In the present study, the BMDL10 calculated based on predicted rat data was 4 times lower than the BMDL10 value used by EPA and 200-fold lower than the NOAEL used by JMPR to obtain an ARfD, implying that our prediction is more conservative as compared to the rat data used by the two agencies. In a possible future risk assessment paradigm that would be independent of animal data, BMDL10 values obtained from the predicted human dose–response data may be applied. In the present study, we determined a BMDL10 value for ‘an average human’ (0.01 mg/kg bw), not quantifying possible interindividual differences. To take interindividual differences into account, an uncertainty factor may be applied, but it would be scientifically more sound to quantify interindividual differences in the human population in profenofos detoxification. This is especially of interest given the reported genetic polymorphisms of human PON1 (and BuChE) with related phenotypes of low and high activities (Schwarz et al. 1995; Geldmacher et al. 1989), which may play a role in the interindividual differences in PON1 activity (Darney et al. 2020), suggesting possible large human interindividual differences in profenofos detoxification. As indicated above, we currently work on the determination of such interindividual differences in profenofos detoxification in humans and integrate these data in the human PBK modeling-based predictions of profenofos toxicity.
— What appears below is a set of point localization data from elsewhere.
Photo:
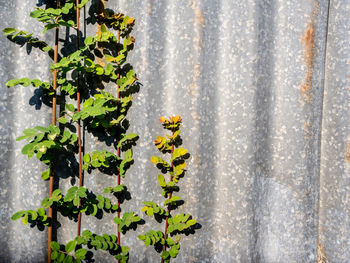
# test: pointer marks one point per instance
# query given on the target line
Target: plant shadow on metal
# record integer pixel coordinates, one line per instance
(101, 58)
Although the current models quantitatively predicted profenofos tissue dosimetry and the resulting AChE inhibition, possible limitations of the approach should be considered. In the current PBK model, gut absorption of profenofos was estimated to be 100% using a first-order process with an absorption rate constant of 1 h−1. Although this resulted in the adequate prediction of time-dependent BCP-glucuronide in rat urine, it must be noted that that specific model output is not so sensitive to the ka (data not shown), whereas the (unbound) Cmax is (Fig. 5). It is noteworthy that the extent of absorption varies depending on the dosing method, dose formulation (solution) and variations in species, strain and gender (Kararli 1995). Furthermore, profenofos absorption as present in the food matrix may be different.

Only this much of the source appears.